One can do this by walking around the building with a piece of car a cut out or one's fingers framing a rectangle and simply examine and interview the subject, like you would a person for a job. What can they do, what would be impossible. What do you like about them and what not?

Do you have other pictures to show in this series.

I feel that you will be well rewarded and I personally would love to see how you proceed.

Asher

This building is only 2 blocks from my place of work, so it's easy to revisit. I want to visit at different times of day, this one was noon so the light was directly overhead, the wall in shadow. The wall faces North, so I will have to visit daily to see the change of light as the sun moves.

This picture is of the sculpture alone with no building.

5837547-lg.jpg


Here I was just looking at the shape of the metal and the contrast of the shape against the sky.
 

Asher Kelman

OPF Owner/Editor-in-Chief
I figured there was more! Great subject. You have work cut out for you! Enjoy, I am interested to see how this turns out.

Glad you are sharing.

Asher
 
Asher, this might be one of those posts that causes the thread to go in a different direction.

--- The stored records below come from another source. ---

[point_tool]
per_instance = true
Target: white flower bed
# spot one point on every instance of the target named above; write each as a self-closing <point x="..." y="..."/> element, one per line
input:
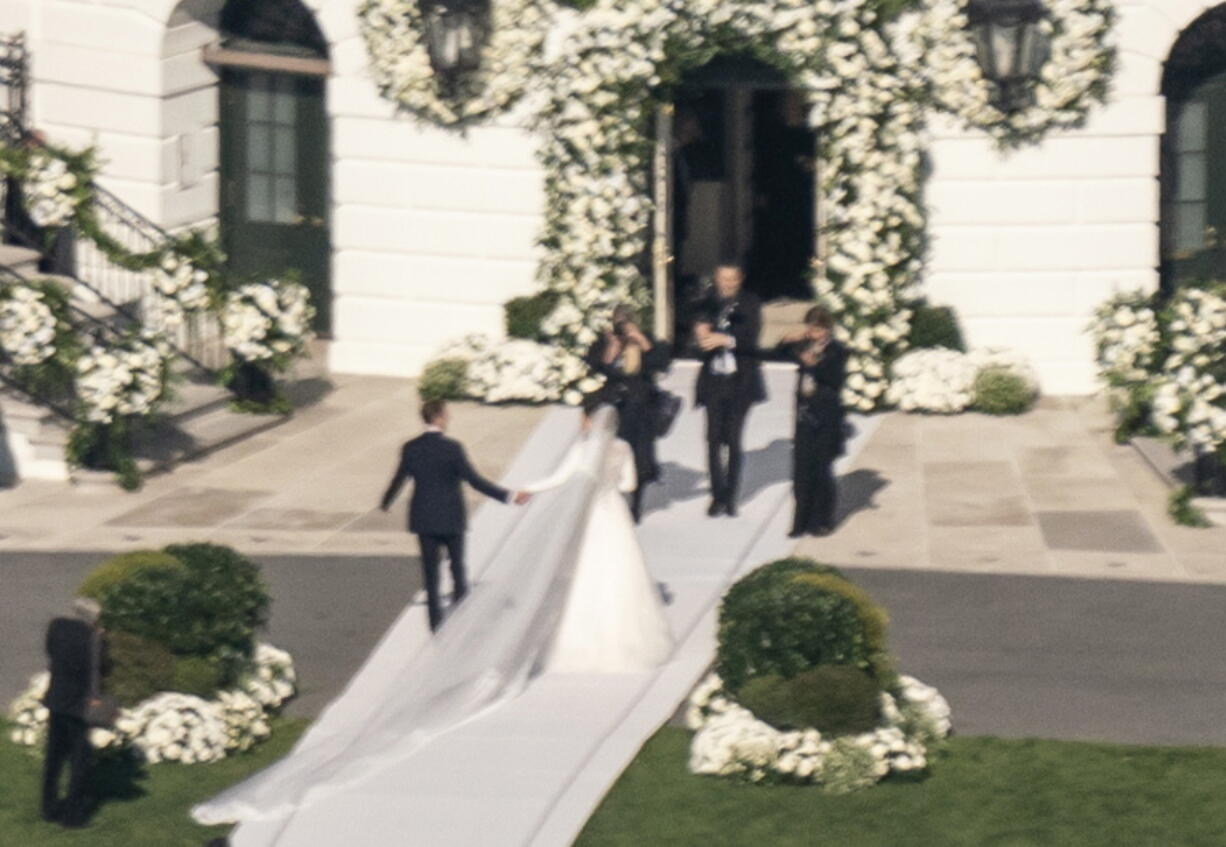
<point x="520" y="370"/>
<point x="1073" y="79"/>
<point x="27" y="325"/>
<point x="267" y="320"/>
<point x="125" y="378"/>
<point x="48" y="188"/>
<point x="730" y="740"/>
<point x="943" y="380"/>
<point x="178" y="727"/>
<point x="400" y="63"/>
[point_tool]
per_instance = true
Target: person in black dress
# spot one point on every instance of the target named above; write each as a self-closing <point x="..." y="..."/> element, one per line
<point x="819" y="421"/>
<point x="730" y="380"/>
<point x="629" y="358"/>
<point x="438" y="466"/>
<point x="76" y="655"/>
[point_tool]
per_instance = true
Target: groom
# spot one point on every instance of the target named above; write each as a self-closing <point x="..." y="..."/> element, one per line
<point x="438" y="466"/>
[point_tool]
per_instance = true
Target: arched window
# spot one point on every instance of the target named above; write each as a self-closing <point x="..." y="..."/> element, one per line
<point x="1193" y="168"/>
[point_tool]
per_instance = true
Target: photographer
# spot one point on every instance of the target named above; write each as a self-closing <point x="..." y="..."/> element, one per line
<point x="819" y="421"/>
<point x="629" y="358"/>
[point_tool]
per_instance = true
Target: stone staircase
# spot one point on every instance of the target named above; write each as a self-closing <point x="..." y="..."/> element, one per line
<point x="195" y="422"/>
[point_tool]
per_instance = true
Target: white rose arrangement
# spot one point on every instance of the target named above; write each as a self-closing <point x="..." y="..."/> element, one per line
<point x="177" y="727"/>
<point x="126" y="378"/>
<point x="943" y="380"/>
<point x="730" y="740"/>
<point x="28" y="326"/>
<point x="267" y="321"/>
<point x="400" y="63"/>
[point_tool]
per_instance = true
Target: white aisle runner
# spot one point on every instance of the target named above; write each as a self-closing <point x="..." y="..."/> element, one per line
<point x="532" y="771"/>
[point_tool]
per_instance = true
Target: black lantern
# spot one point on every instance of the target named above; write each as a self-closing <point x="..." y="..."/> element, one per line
<point x="455" y="32"/>
<point x="1010" y="45"/>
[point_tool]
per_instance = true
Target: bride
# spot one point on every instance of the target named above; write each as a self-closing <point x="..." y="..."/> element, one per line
<point x="565" y="588"/>
<point x="612" y="619"/>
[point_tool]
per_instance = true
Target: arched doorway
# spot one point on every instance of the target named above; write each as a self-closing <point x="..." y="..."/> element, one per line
<point x="742" y="182"/>
<point x="274" y="128"/>
<point x="1193" y="158"/>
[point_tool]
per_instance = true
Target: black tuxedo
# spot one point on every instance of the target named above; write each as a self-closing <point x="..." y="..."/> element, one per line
<point x="438" y="467"/>
<point x="727" y="397"/>
<point x="819" y="435"/>
<point x="70" y="651"/>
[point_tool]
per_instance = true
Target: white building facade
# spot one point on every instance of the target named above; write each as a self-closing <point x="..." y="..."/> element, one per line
<point x="429" y="232"/>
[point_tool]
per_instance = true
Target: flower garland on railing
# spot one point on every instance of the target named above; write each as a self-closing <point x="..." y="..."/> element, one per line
<point x="730" y="740"/>
<point x="1074" y="77"/>
<point x="400" y="63"/>
<point x="177" y="727"/>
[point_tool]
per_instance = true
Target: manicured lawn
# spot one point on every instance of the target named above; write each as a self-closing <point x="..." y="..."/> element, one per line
<point x="150" y="810"/>
<point x="982" y="792"/>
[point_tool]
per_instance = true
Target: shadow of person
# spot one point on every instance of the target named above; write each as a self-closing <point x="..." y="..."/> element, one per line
<point x="856" y="492"/>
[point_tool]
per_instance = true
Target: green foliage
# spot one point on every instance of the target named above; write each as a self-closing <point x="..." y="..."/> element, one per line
<point x="444" y="379"/>
<point x="525" y="314"/>
<point x="1001" y="391"/>
<point x="934" y="326"/>
<point x="771" y="622"/>
<point x="834" y="699"/>
<point x="196" y="674"/>
<point x="123" y="566"/>
<point x="1182" y="511"/>
<point x="139" y="668"/>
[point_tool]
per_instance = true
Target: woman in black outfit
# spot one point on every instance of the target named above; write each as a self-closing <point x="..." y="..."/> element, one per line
<point x="629" y="359"/>
<point x="819" y="421"/>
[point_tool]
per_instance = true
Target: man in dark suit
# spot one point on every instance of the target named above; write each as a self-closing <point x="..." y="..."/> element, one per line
<point x="438" y="466"/>
<point x="730" y="380"/>
<point x="76" y="655"/>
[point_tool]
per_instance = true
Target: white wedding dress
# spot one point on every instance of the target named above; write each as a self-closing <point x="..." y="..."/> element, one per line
<point x="564" y="587"/>
<point x="613" y="619"/>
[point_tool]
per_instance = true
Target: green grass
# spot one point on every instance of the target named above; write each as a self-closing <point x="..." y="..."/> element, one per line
<point x="150" y="810"/>
<point x="982" y="792"/>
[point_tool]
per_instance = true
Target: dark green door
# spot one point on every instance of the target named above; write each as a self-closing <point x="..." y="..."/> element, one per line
<point x="275" y="180"/>
<point x="1194" y="215"/>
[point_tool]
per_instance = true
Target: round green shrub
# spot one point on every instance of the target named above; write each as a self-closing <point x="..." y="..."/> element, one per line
<point x="444" y="379"/>
<point x="196" y="674"/>
<point x="524" y="315"/>
<point x="139" y="668"/>
<point x="1001" y="391"/>
<point x="121" y="566"/>
<point x="771" y="622"/>
<point x="834" y="699"/>
<point x="934" y="326"/>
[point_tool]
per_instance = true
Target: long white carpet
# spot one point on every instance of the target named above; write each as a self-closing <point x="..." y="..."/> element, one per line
<point x="531" y="772"/>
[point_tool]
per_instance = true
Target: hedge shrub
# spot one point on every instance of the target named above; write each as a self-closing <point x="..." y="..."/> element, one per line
<point x="771" y="622"/>
<point x="1001" y="391"/>
<point x="123" y="566"/>
<point x="834" y="699"/>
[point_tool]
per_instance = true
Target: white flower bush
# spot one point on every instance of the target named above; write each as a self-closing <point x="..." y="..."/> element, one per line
<point x="1074" y="77"/>
<point x="520" y="370"/>
<point x="27" y="325"/>
<point x="400" y="63"/>
<point x="730" y="740"/>
<point x="49" y="189"/>
<point x="267" y="320"/>
<point x="943" y="380"/>
<point x="125" y="378"/>
<point x="172" y="726"/>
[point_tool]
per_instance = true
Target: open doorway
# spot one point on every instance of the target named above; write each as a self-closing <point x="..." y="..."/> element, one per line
<point x="742" y="184"/>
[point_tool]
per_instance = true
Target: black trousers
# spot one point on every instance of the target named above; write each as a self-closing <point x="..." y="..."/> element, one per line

As I returned to this location this evening, I realized that this sculpture is a piece of art, copyrighted by the original artist. And that by taking pictures of it, even in a different context, I making "derivitive works" from that original work of art.

Consider also that to take these pictures, I had to be on private property, and therefore completely in violation of the "right of public photography." I have no legitimate business with the tenants or owners of the property, so I am technically trespassing.

I think that before I take more pictures of this piece, I need to get a property release from the original creator, and permission from the property owner to be on the property doing the shooting.

I know some might think this a bit extreme, but I would not want someone producing some derivation of one of my works while technically trespassing to do it.

I'd like to hear other's opinions on the matter.
 

Asher Kelman

OPF Owner/Editor-in-Chief
I'm not sure if you trespassed. A lawyer would have to wrok that out. Did you climb over a fence. Was there a sign that you should not enter? Was there a sign that you could not take pictures?

Such places allow personal pictures generally but exepct a request from a professional photographer seeking to exploit the art.

This work is not being sold or offered as art. You are not making a derivative work, I would argue, we are only discussing a concept of abstraction and the nature of thec architectural art. We are allowed to do this as editorial comment.

Just make it clear that these pictures are not for sale, just for personal use.

You can take this pic ture from a plane, a helicopter or from the street.

Anyone can take a picture, exploiting the image is another thing.

Here we are just discussing artistic choices not running a business.

If you took a picture from the street and there is nothing newsworthy, then the picture might have to get release before you sell the images. If there's a holdup or a road accident and the building is in the background, that's news! The news photojournalist will tell you that news trumps almost anything and just deliver the picture to the news desk and they know how to deal with rights as they do it every day.

You cannot make a profit out of something copyrighted without having permission or having a real newsworthy picture that you can defend.

As far as I can see, you are doing an excellent service advertizing the exceptional architecture and that is IMHO, what architects and owners like. To spend these pages highlighting the eshtetics and abstract nature of the work is not, as far as I can see, anything but reporting and admiration.

Let's see if we get different opinions.